"The project auctioned off thrift-store objects via eBay; for item descriptions, short stories by over 200 contributing writers were substituted. The objects, purchased for $1.25 apiece on average, sold for nearly $8,000.00 in total." – Significant Objects
(image via Golf Digest)
In today’s high tech world, the shift has gone from needing engineering talent to design, build and prototype to needing the soft skills of defining niches, establishing partners, and convincing people to join you.
How do you do that? You tell stories.
The telling of stories is what makes a boring legal theory brief into semi-interesting content that problem solvers look for. It takes a decorated t-shirt that sells for $9 in one store and sells it for $139 in another. Tell a story.
Significant Objects is a literary and anthropological experiment devised by Rob Walker and Joshua Glenn. It demonstrates the effect of narrative on a given object’s subjective value can be measured objectively.

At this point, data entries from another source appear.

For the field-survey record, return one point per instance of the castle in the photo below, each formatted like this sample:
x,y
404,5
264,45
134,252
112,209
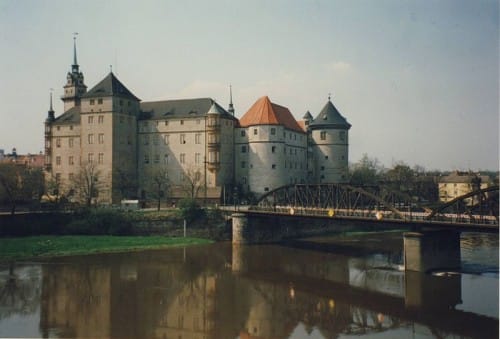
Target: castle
x,y
110,142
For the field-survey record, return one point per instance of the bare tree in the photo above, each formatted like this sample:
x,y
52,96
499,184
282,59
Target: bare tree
x,y
158,184
20,184
125,183
192,181
87,182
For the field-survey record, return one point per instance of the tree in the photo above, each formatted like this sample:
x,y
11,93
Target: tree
x,y
20,184
87,183
192,181
125,183
158,184
366,171
401,177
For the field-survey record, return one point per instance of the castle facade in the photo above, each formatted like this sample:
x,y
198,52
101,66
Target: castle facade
x,y
108,145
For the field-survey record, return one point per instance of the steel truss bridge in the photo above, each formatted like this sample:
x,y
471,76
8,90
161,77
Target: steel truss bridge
x,y
379,203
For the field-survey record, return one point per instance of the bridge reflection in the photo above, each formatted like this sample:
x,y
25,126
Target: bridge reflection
x,y
250,292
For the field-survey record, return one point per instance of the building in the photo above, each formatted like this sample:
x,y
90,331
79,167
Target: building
x,y
28,160
458,183
108,145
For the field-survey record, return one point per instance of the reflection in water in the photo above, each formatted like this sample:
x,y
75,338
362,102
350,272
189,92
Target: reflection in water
x,y
224,291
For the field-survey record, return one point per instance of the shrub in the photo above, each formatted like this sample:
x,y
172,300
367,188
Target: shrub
x,y
190,210
100,222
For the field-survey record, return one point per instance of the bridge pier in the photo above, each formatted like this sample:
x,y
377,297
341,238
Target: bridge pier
x,y
431,250
256,230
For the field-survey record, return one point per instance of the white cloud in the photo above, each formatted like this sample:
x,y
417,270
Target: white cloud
x,y
339,66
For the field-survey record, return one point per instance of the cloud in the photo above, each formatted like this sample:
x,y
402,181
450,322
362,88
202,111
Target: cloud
x,y
339,66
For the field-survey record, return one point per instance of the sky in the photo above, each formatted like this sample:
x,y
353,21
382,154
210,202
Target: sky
x,y
418,80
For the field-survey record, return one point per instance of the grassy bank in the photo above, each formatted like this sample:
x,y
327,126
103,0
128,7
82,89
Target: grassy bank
x,y
52,246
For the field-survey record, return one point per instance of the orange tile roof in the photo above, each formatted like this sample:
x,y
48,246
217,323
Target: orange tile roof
x,y
264,112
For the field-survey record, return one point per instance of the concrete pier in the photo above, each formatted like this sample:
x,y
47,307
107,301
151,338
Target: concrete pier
x,y
431,250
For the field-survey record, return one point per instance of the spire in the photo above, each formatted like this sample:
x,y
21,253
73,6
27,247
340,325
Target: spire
x,y
74,67
50,113
231,107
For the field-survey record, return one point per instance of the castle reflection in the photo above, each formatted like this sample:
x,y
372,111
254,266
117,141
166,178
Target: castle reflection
x,y
220,291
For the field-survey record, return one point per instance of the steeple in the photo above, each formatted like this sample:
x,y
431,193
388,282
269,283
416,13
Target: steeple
x,y
231,107
74,67
75,86
51,114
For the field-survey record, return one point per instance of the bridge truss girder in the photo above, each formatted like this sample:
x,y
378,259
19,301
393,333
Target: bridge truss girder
x,y
343,198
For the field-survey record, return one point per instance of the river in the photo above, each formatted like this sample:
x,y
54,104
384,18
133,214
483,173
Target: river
x,y
347,286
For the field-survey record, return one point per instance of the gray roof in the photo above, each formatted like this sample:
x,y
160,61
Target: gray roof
x,y
110,86
71,116
180,108
329,117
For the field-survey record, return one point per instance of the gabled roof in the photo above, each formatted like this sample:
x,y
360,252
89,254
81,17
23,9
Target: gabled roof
x,y
264,112
181,108
329,117
110,86
71,116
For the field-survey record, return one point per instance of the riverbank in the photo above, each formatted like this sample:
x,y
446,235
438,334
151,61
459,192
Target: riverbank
x,y
56,246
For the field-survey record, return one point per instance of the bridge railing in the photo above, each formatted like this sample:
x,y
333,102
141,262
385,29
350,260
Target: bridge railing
x,y
409,216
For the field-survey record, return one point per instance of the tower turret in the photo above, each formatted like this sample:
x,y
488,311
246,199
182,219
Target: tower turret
x,y
75,87
330,145
231,107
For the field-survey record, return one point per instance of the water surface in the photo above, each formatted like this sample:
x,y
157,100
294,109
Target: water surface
x,y
341,287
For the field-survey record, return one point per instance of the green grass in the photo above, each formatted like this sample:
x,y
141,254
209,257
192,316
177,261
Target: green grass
x,y
53,246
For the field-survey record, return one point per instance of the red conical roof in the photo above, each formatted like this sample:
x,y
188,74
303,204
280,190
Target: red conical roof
x,y
264,112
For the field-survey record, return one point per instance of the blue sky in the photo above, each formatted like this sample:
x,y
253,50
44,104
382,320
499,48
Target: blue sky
x,y
418,80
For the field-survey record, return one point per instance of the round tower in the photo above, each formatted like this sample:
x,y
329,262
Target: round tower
x,y
329,138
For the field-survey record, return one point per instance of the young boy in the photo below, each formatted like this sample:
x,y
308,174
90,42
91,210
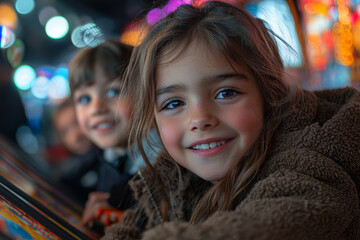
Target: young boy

It works. I saw a speaker illustrate this with a golf club.
“I picked this up at a garage sale” conveyed a particular value for the club.
“It used to belong to a professional golfer” conveyed a greater value.
“It was the club Jack Nicklaus used to hit his epic approach shot on the 17th a Merion to win the World Amateur Team Championship. The shot that began his legendary ascent into golf history” indicated the club is priceless.
What story is your business telling? What analogy best explains the problem your products solve? Figuring this out will improve new customer acquisition.